Überalterung bedeutet auch, dass weniger Menschen berufstätig sind. Die Zahl der „Erwerbspersonen“, die dem Arbeitsmarkt zur Verfügung stehen, wird nach Prognosen des Statistischen Bundesamts von 35,3 Millionen im Jahr 2019 bis 2040 auf 30,7 Millionen sinken. Damit wird auch die Zahl der Bürobeschäftigen sinken, die seit dem Jahr 2000 kontinuierlich gestiegen war: allein von 2012 auf 2021 in den sieben größten deutschen Städten um bis zu 35 Prozent. Bei der künftigen Entwicklung werde es deutliche regionale Unterschiede geben, betont Sven Carstensen, Vorstandsmitglied des Beratungs- und Analyseunternehmens bulwiengesa und Immobilienweiser des ZIA. 


So wird die Zahl der Bürobeschäftigen nach Berechnungen von bulwiengesa deutschlandweit ab 2024 stagnieren und dann abnehmen. In den Großstädten aber soll sie weiter steigen: bis mindestens 2026 um durchschnittlich 1,2 Prozent – in einigen Städten wie Berlin sogar um mehr als 1,5 Prozent jährlich. „Die Tendenz, dass die Unternehmen in großen Zentren bleiben, wird unserer Ansicht nach weiterhin bestehen“, sagt Carstensen. Auch der Zuzug internationaler Arbeitskräfte konzentriere sich hauptsächlich auf die Großstädte, ergänzt BIB-Forscherin Sander.

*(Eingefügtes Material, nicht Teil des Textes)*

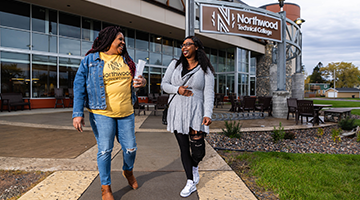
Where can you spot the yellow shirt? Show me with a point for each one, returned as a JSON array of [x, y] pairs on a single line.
[[117, 81]]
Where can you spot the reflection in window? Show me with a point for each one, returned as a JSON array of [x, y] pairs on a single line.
[[42, 42], [143, 55], [142, 40], [155, 43], [90, 29], [15, 39], [155, 59], [213, 59], [167, 46], [67, 71], [155, 80], [15, 73], [230, 59], [69, 25], [243, 84], [69, 46], [43, 76], [15, 14], [129, 37], [221, 60], [166, 60], [177, 49], [44, 20], [85, 47]]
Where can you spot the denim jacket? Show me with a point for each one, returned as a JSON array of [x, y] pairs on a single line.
[[89, 90]]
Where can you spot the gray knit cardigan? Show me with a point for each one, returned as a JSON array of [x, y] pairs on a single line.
[[185, 112]]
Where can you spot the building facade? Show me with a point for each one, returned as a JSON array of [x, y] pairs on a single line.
[[42, 43]]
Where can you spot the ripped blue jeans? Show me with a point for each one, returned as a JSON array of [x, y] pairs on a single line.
[[105, 130]]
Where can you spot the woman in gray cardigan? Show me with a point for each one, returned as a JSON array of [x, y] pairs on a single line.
[[191, 78]]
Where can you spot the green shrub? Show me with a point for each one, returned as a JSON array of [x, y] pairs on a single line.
[[289, 135], [335, 134], [347, 123], [320, 132], [232, 129], [278, 134]]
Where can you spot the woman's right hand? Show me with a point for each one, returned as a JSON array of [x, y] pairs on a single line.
[[78, 123], [185, 92]]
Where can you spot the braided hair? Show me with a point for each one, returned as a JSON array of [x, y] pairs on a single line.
[[103, 43], [200, 56]]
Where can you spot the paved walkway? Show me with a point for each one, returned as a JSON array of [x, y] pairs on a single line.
[[157, 167]]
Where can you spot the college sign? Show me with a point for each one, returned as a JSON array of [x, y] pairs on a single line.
[[221, 19]]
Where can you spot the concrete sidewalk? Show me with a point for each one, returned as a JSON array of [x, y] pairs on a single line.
[[158, 167]]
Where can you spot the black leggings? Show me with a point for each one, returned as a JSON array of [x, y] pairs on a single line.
[[190, 159]]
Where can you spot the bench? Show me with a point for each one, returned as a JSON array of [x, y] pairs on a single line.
[[13, 99], [336, 114]]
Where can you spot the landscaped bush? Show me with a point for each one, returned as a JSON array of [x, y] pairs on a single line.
[[278, 134], [347, 123], [232, 129]]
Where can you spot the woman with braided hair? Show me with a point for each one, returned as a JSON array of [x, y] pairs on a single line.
[[105, 85], [191, 81]]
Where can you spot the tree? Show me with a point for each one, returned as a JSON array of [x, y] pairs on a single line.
[[346, 74], [316, 77]]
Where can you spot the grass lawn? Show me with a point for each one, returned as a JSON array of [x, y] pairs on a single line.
[[306, 176], [336, 104]]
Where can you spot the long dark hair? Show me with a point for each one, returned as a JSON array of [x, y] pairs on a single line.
[[200, 56], [103, 43]]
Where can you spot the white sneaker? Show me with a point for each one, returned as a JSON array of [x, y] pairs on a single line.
[[188, 189], [196, 176]]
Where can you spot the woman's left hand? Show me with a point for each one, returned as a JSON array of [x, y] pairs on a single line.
[[206, 121], [140, 81]]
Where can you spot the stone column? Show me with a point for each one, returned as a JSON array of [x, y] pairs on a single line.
[[297, 88], [280, 104]]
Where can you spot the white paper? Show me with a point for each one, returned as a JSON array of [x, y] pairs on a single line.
[[140, 68]]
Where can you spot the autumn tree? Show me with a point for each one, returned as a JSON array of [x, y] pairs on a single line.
[[316, 77], [346, 74]]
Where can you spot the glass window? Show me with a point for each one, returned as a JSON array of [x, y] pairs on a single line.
[[167, 46], [69, 25], [166, 60], [85, 47], [230, 84], [129, 37], [143, 55], [43, 76], [221, 61], [69, 46], [142, 41], [155, 43], [230, 59], [155, 80], [144, 90], [44, 20], [253, 66], [213, 58], [15, 73], [155, 58], [177, 49], [243, 80], [15, 38], [67, 71], [222, 84], [15, 14], [90, 29], [44, 42]]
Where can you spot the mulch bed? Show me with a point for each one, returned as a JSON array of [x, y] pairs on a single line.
[[305, 141], [15, 183]]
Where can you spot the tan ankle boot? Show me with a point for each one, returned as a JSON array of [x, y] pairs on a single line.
[[131, 179], [106, 192]]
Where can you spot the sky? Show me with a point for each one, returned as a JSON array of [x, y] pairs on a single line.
[[331, 32]]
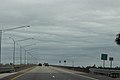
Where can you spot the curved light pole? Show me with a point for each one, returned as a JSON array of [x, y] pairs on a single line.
[[5, 30], [15, 45]]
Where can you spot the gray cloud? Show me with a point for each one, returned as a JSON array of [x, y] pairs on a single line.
[[63, 28]]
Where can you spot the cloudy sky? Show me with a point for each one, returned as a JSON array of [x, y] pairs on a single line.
[[79, 30]]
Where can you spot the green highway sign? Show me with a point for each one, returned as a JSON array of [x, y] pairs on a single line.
[[104, 56]]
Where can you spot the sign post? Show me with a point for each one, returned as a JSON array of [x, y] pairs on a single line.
[[104, 57]]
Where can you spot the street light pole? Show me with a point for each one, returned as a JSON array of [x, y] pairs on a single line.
[[13, 51], [0, 46]]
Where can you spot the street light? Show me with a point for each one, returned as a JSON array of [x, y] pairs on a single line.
[[14, 47], [5, 30]]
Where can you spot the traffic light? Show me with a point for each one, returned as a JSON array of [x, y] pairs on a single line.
[[117, 40]]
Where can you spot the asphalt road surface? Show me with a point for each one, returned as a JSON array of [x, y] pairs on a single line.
[[53, 73], [50, 73]]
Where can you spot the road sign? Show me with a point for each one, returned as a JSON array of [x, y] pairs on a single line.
[[104, 56], [110, 58]]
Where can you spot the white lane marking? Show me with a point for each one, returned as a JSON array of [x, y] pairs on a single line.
[[76, 74], [6, 74]]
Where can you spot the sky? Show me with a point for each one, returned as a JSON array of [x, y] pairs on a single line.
[[71, 30]]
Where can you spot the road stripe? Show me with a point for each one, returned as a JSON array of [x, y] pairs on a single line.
[[75, 74], [28, 70]]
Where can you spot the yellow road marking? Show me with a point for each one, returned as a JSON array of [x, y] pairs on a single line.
[[29, 69]]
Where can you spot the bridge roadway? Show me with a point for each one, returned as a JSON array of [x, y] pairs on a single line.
[[51, 73]]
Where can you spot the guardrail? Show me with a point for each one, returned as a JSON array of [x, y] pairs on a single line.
[[6, 69], [107, 72]]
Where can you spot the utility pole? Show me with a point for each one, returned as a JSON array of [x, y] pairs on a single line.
[[5, 30]]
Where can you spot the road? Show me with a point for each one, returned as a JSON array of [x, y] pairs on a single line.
[[53, 73]]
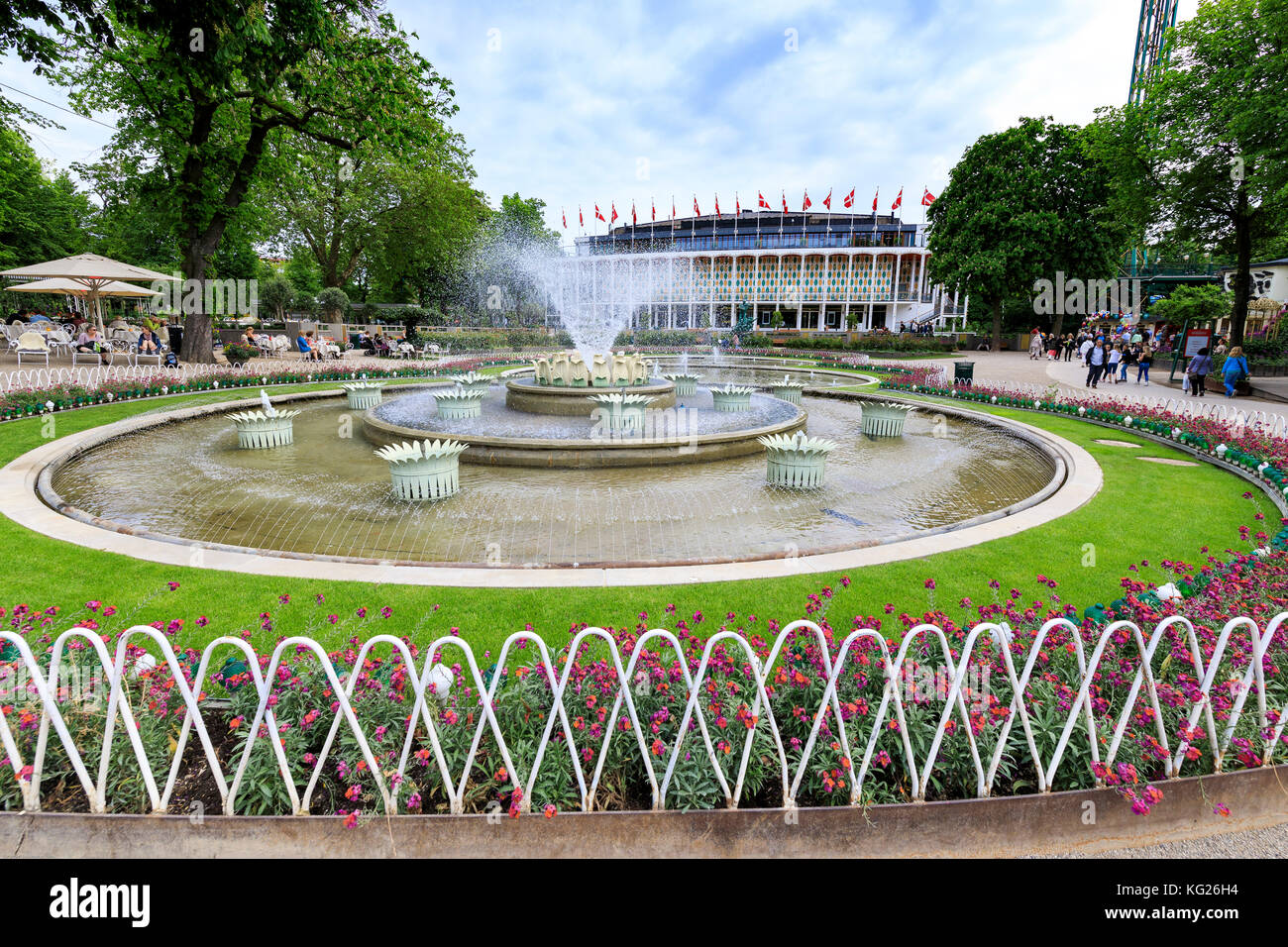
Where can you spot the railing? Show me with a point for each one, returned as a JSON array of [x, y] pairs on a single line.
[[596, 247], [1232, 663]]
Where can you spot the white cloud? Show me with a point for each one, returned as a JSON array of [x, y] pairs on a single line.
[[879, 94]]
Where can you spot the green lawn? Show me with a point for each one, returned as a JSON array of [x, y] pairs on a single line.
[[1181, 509]]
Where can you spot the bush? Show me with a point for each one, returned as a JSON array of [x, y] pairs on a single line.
[[236, 352], [334, 303]]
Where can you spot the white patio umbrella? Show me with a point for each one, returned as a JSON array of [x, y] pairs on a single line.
[[93, 273]]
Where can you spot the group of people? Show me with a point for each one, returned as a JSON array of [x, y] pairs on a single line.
[[1111, 361], [917, 328], [1234, 369], [90, 341]]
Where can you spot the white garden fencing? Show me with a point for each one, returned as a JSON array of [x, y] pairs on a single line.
[[1239, 681]]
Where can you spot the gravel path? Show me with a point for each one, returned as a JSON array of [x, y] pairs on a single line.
[[1253, 843]]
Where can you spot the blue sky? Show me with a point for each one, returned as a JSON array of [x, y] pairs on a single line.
[[583, 102]]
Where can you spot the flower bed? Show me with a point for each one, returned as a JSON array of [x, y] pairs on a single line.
[[665, 712], [1247, 446], [35, 401]]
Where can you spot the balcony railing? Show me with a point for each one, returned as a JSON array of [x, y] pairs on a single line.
[[603, 247]]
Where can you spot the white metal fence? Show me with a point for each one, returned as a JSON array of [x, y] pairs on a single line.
[[1234, 663]]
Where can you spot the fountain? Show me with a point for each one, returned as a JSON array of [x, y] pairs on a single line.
[[884, 418], [686, 382], [789, 389], [362, 394], [798, 460], [472, 381], [732, 398], [424, 470], [619, 414], [266, 428], [459, 402]]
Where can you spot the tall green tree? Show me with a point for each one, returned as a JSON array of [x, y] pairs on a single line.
[[200, 86], [339, 202], [1021, 205], [1206, 157], [37, 31]]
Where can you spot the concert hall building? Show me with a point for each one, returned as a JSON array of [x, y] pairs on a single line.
[[829, 272]]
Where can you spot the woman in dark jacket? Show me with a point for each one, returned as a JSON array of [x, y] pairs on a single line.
[[1197, 372]]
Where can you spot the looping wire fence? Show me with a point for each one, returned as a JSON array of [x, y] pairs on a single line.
[[1231, 665]]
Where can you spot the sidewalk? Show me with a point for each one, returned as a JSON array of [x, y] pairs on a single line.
[[1069, 377]]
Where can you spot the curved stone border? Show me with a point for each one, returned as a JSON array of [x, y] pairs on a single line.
[[588, 453], [27, 476], [1034, 825], [1279, 499]]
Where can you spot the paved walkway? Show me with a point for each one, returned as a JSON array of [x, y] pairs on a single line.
[[1070, 377]]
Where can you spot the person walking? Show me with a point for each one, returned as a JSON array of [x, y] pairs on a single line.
[[1234, 369], [1131, 355], [1116, 357], [1095, 364], [1142, 363], [1197, 372]]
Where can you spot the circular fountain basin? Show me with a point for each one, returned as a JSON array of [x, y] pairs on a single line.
[[681, 432], [948, 474], [571, 401]]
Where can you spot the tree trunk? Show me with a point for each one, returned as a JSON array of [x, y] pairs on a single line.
[[1243, 266], [198, 343]]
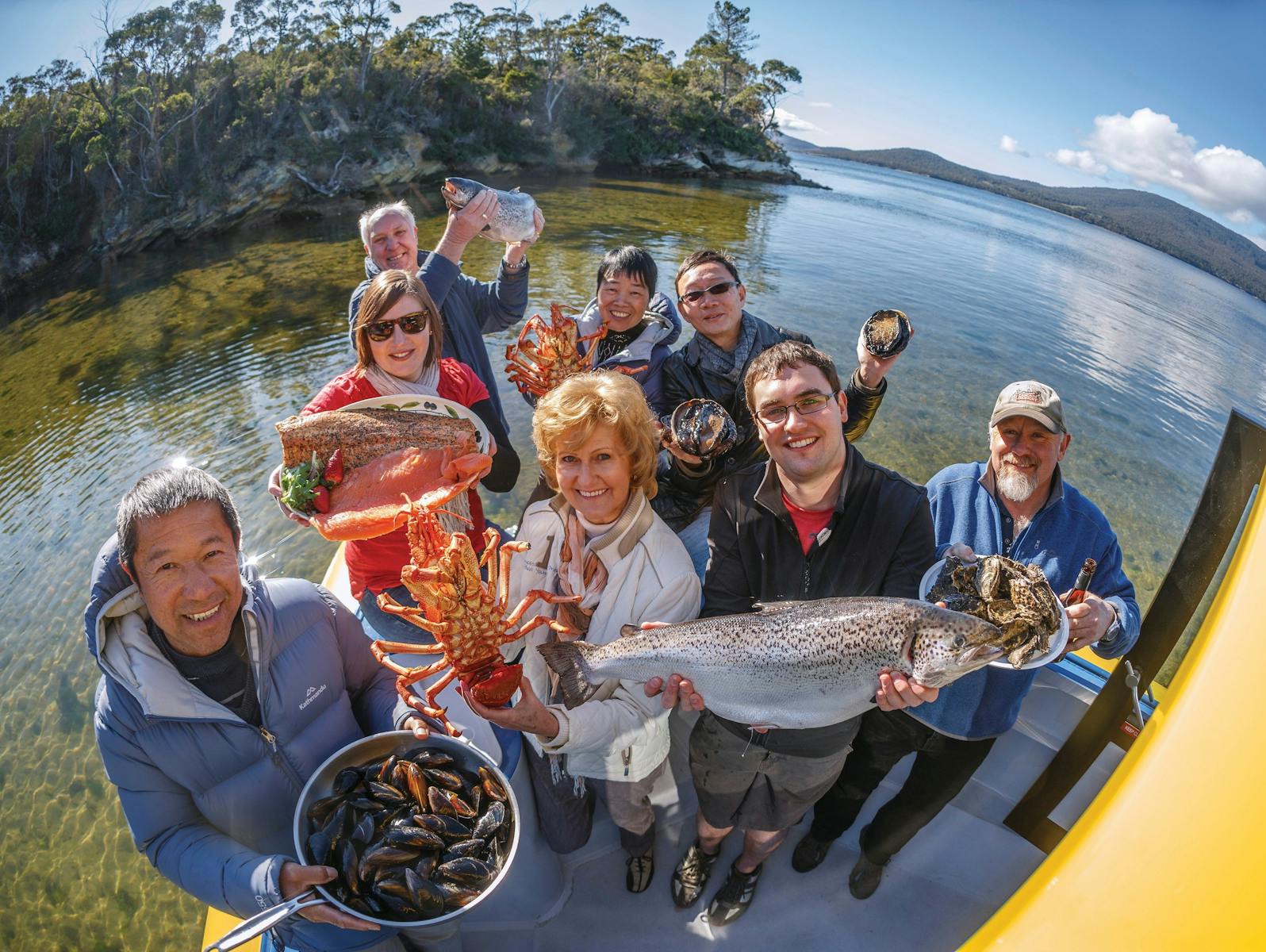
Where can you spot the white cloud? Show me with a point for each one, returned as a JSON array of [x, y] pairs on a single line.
[[1149, 147], [790, 121], [1083, 161], [1008, 144]]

Das Ziel sollte nicht Barrierefreiheit sein, sondern Barrierearmut.
Tobias Just Wissenschaftlicher Leiter der Irebs Immobilienakademie

Aber wie stark wird der Faktor Home­office nach dem Abebben der Corona-­Pandemie diese Nachfrage beeinflussen? „Unternehmen werden weniger Fläche brauchen, aber auch andere Arten von Flächen“, meint IW-Experte Deschermeier: „Wenn Mitarbeiter mehr von zu Hause aus arbeiten, gibt es weniger Bedarf an Büros mit Schreibtischen, aber dafür an Flächen, an denen sich Mitarbeiter treffen und austauschen können. Das kann im Wettbewerb um Fachkräfte ein Pfund werden, mit dem Unternehmen wuchern können.“ Auch bulwiengesa-Experte Carstensen glaubt: „Durch Homeoffice werden neue Arbeitsplatzkonzepte entstehen.“ Einen Einbruch der Nachfrage nach Büroflächen gebe es in A-Lagen jedoch nicht: „Insbesondere zentrale Lagen sind bisher resilient.“ Carstensens Rat an Investoren: „Qualität geht vor Quantität. Nicht zu großflächig einkaufen und nicht nur auf Single Tenants setzen.“


Das veränderte Arbeitsverhalten ­könne zudem einen steigenden Bedarf an Wohnfläche im ländlichen Raum auslösen, meint Deschermeier: „Pendler werden weitere Strecken in Kauf nehmen.“ Das biete wiederum Chancen für einen neuen Bürotyp, sagt die Immobilienweise Wandzik: „Coworking wird eine Alternative zum Arbeiten von zu Hause aus werden, und das nicht nur für Kreative, sondern in der Fläche.“ 


Zu einem ähnlichen Schluss kommt eine Studie des niedersächsischen Regionalministeriums von 2022. Danach werde auch in ländlichen Regionen der Bedarf wachsen. Carstensen hält dagegen: „Ich glaube nicht, dass Unternehmen in breiter Fläche diese Kosten und diesen Managementaufwand tragen wollen und können.“ So uneinheitlich die Prognosen ausfallen, so bestätigen sie doch alle die Einschätzung von Tobias Just: „Demografie ist ein Faktor, den Investoren in Zukunft nicht unterschätzen dürfen.